Фартовые (Нетесова) - страница 7

А потому баб он сильничал. Срывая с них в притонах все исподнее. Когда те противились, бил под дых. Потеряв дыхание, падали ему жертвы под ноги. Покуда в себя приходили, Филин уже улыбался довольно. Во второй раз ни к одной не приставал.

С девками был обходительнее. Но часто безуспешно. Зная его методы, те тут же подсаживались к своим дружкам. И тут, помимо зуботычин, мог в свалке получить и «перо» в бок. Чужая «малина» жалеть не будет. Потом разберись, кто пустил в ход финач?

Филин не привязался сердцем ни к одной. Единожды утешившись, тут же забывал.

Для фартового это было золотое качество.

Но зато на дело никогда не ходил с теми, кого мало знал. Предпочитал давних, старых кентов. И особо уважал его, Дядю.

Григорий помнит, что, взяв «малину» под свое начало, Филин никого не обделял, никогда не брал на дело пьяных. Не смирился ни с одной бабой в «малине». Он не доверял им и считал, что лишь кастраты берут на дело баб, чтоб уцелеть самим.

Дядя и теперь улыбался, вспоминая, как скрутил в бараний рог Филин коварную жестокую Казачку, когда та не захотела лишиться доли и собралась на дело вместе с блатными. До глубокой ночи выла она, связанная, в холодном подвале. А вернувшийся с дела Филин развязал ей ноги, справил свою любовь как малую нужду и, сунув Казачке червонец в лифчик, выставил за дверь.

Та от стыда чуть рассудка не лишилась. Много неприятностей, мелких и больших, доставила она Филину!

В лагерях и в «крытке»— так называли тюрьму, в «малине» и в шизо[4] — Филин всегда оставался вором. Он никого не выручал, никому не помогал, никогда никого не выдал.

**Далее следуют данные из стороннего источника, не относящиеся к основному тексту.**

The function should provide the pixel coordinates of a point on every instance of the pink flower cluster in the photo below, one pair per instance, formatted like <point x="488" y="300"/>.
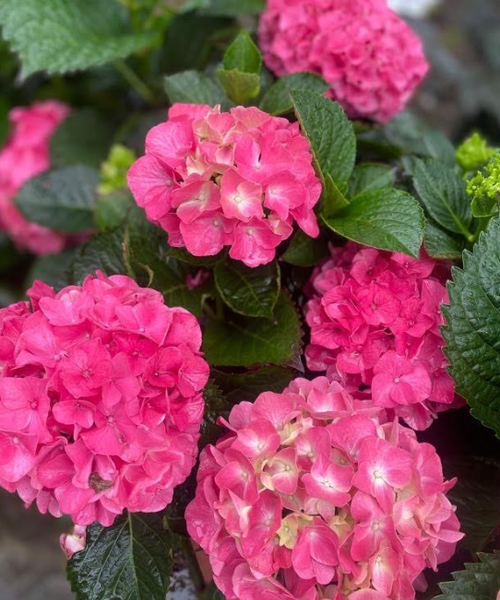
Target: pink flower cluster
<point x="240" y="179"/>
<point x="25" y="155"/>
<point x="100" y="401"/>
<point x="375" y="320"/>
<point x="371" y="59"/>
<point x="313" y="495"/>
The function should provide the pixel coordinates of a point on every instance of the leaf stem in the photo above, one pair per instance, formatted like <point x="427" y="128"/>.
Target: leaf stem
<point x="192" y="563"/>
<point x="134" y="80"/>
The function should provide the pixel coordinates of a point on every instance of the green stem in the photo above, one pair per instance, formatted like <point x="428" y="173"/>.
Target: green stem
<point x="134" y="80"/>
<point x="192" y="563"/>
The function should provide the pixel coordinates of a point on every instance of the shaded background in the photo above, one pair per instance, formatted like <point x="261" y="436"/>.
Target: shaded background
<point x="462" y="93"/>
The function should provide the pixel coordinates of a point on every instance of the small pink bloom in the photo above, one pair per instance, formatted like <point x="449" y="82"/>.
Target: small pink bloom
<point x="25" y="155"/>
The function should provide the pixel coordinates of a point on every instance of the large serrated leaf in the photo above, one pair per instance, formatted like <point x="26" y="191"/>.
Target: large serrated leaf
<point x="128" y="561"/>
<point x="193" y="88"/>
<point x="59" y="36"/>
<point x="278" y="101"/>
<point x="330" y="134"/>
<point x="83" y="138"/>
<point x="443" y="194"/>
<point x="479" y="581"/>
<point x="243" y="342"/>
<point x="386" y="219"/>
<point x="472" y="331"/>
<point x="442" y="244"/>
<point x="103" y="252"/>
<point x="250" y="292"/>
<point x="62" y="199"/>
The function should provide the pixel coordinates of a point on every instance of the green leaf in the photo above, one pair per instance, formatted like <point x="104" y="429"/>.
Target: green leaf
<point x="442" y="244"/>
<point x="304" y="251"/>
<point x="193" y="87"/>
<point x="243" y="342"/>
<point x="443" y="194"/>
<point x="131" y="560"/>
<point x="83" y="138"/>
<point x="103" y="252"/>
<point x="227" y="8"/>
<point x="386" y="219"/>
<point x="62" y="199"/>
<point x="368" y="177"/>
<point x="414" y="137"/>
<point x="479" y="580"/>
<point x="250" y="292"/>
<point x="247" y="386"/>
<point x="184" y="256"/>
<point x="111" y="210"/>
<point x="52" y="269"/>
<point x="330" y="133"/>
<point x="472" y="331"/>
<point x="240" y="87"/>
<point x="243" y="55"/>
<point x="59" y="36"/>
<point x="278" y="101"/>
<point x="144" y="251"/>
<point x="4" y="120"/>
<point x="189" y="42"/>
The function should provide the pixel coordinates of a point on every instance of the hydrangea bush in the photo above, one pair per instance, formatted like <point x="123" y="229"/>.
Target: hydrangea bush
<point x="249" y="303"/>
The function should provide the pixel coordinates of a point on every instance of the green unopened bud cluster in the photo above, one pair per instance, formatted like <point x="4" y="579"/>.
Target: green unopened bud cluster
<point x="484" y="189"/>
<point x="114" y="169"/>
<point x="474" y="153"/>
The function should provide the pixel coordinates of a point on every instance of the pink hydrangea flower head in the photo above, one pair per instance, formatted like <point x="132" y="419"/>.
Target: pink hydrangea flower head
<point x="25" y="155"/>
<point x="314" y="494"/>
<point x="375" y="319"/>
<point x="100" y="398"/>
<point x="370" y="57"/>
<point x="239" y="179"/>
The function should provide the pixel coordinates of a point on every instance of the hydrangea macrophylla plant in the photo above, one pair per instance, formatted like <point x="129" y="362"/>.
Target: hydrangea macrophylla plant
<point x="25" y="155"/>
<point x="240" y="179"/>
<point x="375" y="319"/>
<point x="371" y="58"/>
<point x="100" y="398"/>
<point x="314" y="494"/>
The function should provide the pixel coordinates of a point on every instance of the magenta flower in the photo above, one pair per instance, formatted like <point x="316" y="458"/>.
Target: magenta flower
<point x="313" y="494"/>
<point x="375" y="320"/>
<point x="100" y="399"/>
<point x="26" y="154"/>
<point x="239" y="179"/>
<point x="371" y="59"/>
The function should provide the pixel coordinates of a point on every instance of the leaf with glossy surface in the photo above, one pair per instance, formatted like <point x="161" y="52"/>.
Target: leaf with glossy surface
<point x="62" y="199"/>
<point x="243" y="342"/>
<point x="278" y="100"/>
<point x="443" y="194"/>
<point x="472" y="331"/>
<point x="479" y="580"/>
<point x="368" y="177"/>
<point x="131" y="560"/>
<point x="247" y="386"/>
<point x="252" y="292"/>
<point x="386" y="219"/>
<point x="329" y="132"/>
<point x="82" y="138"/>
<point x="243" y="55"/>
<point x="193" y="88"/>
<point x="304" y="251"/>
<point x="239" y="87"/>
<point x="59" y="36"/>
<point x="442" y="244"/>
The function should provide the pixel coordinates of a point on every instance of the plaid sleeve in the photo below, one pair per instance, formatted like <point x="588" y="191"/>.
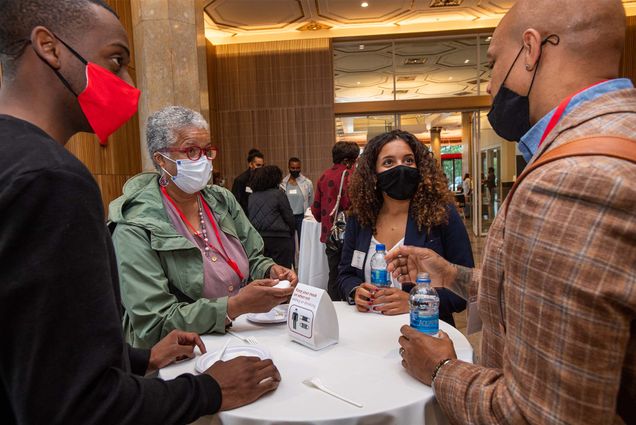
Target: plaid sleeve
<point x="570" y="300"/>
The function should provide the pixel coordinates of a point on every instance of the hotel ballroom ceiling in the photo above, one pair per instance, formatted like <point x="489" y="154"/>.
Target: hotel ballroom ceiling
<point x="236" y="21"/>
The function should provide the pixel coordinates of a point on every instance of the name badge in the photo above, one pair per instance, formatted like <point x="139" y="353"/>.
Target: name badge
<point x="358" y="260"/>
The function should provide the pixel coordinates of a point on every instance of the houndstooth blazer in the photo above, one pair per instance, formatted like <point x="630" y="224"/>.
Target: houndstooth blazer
<point x="560" y="347"/>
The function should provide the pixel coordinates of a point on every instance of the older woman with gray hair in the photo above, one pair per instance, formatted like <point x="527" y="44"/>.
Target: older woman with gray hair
<point x="185" y="249"/>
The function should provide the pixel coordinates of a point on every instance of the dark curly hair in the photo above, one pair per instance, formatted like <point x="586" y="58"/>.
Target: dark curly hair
<point x="428" y="205"/>
<point x="267" y="177"/>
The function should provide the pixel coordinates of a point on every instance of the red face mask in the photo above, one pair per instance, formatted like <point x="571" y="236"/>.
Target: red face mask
<point x="107" y="102"/>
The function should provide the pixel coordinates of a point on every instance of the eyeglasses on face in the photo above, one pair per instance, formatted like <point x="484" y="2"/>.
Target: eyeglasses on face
<point x="194" y="152"/>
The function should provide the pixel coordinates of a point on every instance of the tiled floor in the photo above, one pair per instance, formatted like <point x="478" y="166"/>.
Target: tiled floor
<point x="460" y="318"/>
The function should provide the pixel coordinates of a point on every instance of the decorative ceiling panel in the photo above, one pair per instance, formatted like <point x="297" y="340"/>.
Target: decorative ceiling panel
<point x="423" y="68"/>
<point x="351" y="11"/>
<point x="236" y="21"/>
<point x="262" y="15"/>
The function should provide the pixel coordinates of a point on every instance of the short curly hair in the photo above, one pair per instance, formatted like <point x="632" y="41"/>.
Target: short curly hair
<point x="429" y="205"/>
<point x="267" y="177"/>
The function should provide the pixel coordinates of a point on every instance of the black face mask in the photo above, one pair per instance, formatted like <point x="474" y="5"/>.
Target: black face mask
<point x="399" y="182"/>
<point x="510" y="112"/>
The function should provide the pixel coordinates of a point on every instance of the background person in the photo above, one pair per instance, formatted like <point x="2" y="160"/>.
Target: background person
<point x="271" y="214"/>
<point x="299" y="191"/>
<point x="63" y="357"/>
<point x="240" y="187"/>
<point x="399" y="197"/>
<point x="556" y="287"/>
<point x="185" y="250"/>
<point x="344" y="156"/>
<point x="467" y="187"/>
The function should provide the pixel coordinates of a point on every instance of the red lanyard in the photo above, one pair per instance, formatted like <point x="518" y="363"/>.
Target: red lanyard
<point x="223" y="254"/>
<point x="560" y="110"/>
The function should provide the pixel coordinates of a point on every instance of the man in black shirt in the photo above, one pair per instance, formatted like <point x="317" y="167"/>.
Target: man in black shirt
<point x="240" y="187"/>
<point x="63" y="357"/>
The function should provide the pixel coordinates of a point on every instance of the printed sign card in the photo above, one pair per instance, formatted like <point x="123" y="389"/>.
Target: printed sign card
<point x="312" y="319"/>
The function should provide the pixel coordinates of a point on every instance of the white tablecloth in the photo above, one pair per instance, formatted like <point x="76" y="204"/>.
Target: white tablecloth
<point x="313" y="268"/>
<point x="364" y="366"/>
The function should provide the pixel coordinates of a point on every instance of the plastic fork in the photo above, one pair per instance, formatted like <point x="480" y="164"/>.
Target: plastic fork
<point x="247" y="339"/>
<point x="316" y="383"/>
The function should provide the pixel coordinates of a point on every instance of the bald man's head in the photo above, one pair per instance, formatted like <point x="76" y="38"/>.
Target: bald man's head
<point x="591" y="31"/>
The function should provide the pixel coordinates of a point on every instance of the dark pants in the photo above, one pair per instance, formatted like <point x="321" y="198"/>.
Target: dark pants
<point x="333" y="259"/>
<point x="280" y="249"/>
<point x="299" y="224"/>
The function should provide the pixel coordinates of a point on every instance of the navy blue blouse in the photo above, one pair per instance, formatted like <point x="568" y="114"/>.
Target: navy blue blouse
<point x="449" y="240"/>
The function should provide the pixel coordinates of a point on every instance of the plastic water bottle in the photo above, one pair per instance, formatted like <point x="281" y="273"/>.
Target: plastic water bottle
<point x="379" y="274"/>
<point x="424" y="304"/>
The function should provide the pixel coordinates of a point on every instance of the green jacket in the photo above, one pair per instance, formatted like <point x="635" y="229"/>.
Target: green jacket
<point x="161" y="272"/>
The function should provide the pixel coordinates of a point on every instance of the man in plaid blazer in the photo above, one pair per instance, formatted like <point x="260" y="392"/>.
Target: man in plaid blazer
<point x="557" y="287"/>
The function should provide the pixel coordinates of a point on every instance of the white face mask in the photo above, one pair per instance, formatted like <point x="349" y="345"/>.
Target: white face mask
<point x="192" y="176"/>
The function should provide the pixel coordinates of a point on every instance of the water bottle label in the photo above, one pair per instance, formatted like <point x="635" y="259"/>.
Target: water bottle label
<point x="428" y="324"/>
<point x="379" y="277"/>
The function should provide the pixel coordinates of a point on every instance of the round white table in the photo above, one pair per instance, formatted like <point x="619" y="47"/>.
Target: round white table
<point x="313" y="269"/>
<point x="364" y="366"/>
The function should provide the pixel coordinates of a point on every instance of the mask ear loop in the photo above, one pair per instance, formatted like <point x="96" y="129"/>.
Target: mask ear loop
<point x="163" y="180"/>
<point x="512" y="66"/>
<point x="62" y="79"/>
<point x="548" y="39"/>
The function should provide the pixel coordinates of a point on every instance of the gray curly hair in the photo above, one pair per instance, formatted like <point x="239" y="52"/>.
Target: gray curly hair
<point x="162" y="127"/>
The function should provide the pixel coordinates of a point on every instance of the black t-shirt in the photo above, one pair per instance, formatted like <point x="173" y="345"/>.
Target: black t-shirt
<point x="63" y="358"/>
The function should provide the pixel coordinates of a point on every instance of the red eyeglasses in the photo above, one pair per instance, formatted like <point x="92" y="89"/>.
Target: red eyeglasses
<point x="194" y="152"/>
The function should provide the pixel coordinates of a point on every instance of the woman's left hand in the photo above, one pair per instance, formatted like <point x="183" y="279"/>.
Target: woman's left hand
<point x="283" y="273"/>
<point x="394" y="300"/>
<point x="177" y="345"/>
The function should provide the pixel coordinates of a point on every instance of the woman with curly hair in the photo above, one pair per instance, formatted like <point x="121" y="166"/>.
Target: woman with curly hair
<point x="399" y="197"/>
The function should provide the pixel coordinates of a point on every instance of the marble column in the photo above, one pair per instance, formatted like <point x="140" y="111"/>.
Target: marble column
<point x="170" y="55"/>
<point x="436" y="143"/>
<point x="467" y="141"/>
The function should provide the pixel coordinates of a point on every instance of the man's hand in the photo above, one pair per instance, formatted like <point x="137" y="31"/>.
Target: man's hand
<point x="421" y="353"/>
<point x="244" y="380"/>
<point x="405" y="262"/>
<point x="177" y="345"/>
<point x="364" y="296"/>
<point x="283" y="273"/>
<point x="394" y="301"/>
<point x="257" y="297"/>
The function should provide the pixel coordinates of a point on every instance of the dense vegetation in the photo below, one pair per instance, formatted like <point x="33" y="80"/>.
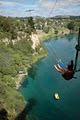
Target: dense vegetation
<point x="17" y="54"/>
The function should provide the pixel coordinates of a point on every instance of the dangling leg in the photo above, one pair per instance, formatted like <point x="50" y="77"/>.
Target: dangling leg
<point x="59" y="70"/>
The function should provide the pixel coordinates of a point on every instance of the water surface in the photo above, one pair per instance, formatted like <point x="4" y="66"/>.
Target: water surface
<point x="43" y="81"/>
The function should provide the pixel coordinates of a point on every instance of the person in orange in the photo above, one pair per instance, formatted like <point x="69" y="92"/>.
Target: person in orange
<point x="66" y="73"/>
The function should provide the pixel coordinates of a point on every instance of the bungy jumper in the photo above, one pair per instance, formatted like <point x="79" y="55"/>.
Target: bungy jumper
<point x="68" y="73"/>
<point x="77" y="52"/>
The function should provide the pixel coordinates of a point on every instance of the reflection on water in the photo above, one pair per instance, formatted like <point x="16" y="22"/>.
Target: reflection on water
<point x="44" y="81"/>
<point x="32" y="71"/>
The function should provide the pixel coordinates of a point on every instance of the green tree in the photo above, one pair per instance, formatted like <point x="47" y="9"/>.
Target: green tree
<point x="70" y="26"/>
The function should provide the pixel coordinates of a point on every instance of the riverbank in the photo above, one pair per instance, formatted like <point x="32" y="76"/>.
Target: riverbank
<point x="42" y="36"/>
<point x="45" y="36"/>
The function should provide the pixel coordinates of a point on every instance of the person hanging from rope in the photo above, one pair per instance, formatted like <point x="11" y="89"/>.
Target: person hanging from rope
<point x="66" y="73"/>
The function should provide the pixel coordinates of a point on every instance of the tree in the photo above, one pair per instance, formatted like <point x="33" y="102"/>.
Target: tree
<point x="70" y="26"/>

Он был в «малине» сам по себе. Вором и судьей, прокурором и защитой самому себе. И лишь однажды, на Колыме, увидев на обочине трассы замерзающего Дядю (тот участок дороги строили воры Сахалина), снял с себя телогрейку, уступил место у костра. А потом добился, вытребовал, выкричал. И поместили Григория в больничку. Ни разу не навестил его Филин. Да и другие словно забыли, похоронили заживо.

Обиделся Григорий тогда на всех сразу. Ночами, когда обмороженные руки и ноги начинали допекать особо резкой болью, так, что дыхание перехватывало, вспоминал Смелов, как берег от бед Филина, жалел его молодость. Как зачастую, подзалетев на деле, брал вину всех на себя. Знал — за групповое срок дадут больший и режим суровее. Надеялся, что оставшиеся на ноле кенты не забудут его. Ан забывали частенько.

Последний срок в Усть-Камчатке был самым трудным. И хоть говорят фартовые, что для вора тюрьма — родной дом, знал Григорий — блефуют блатные. Знал по себе.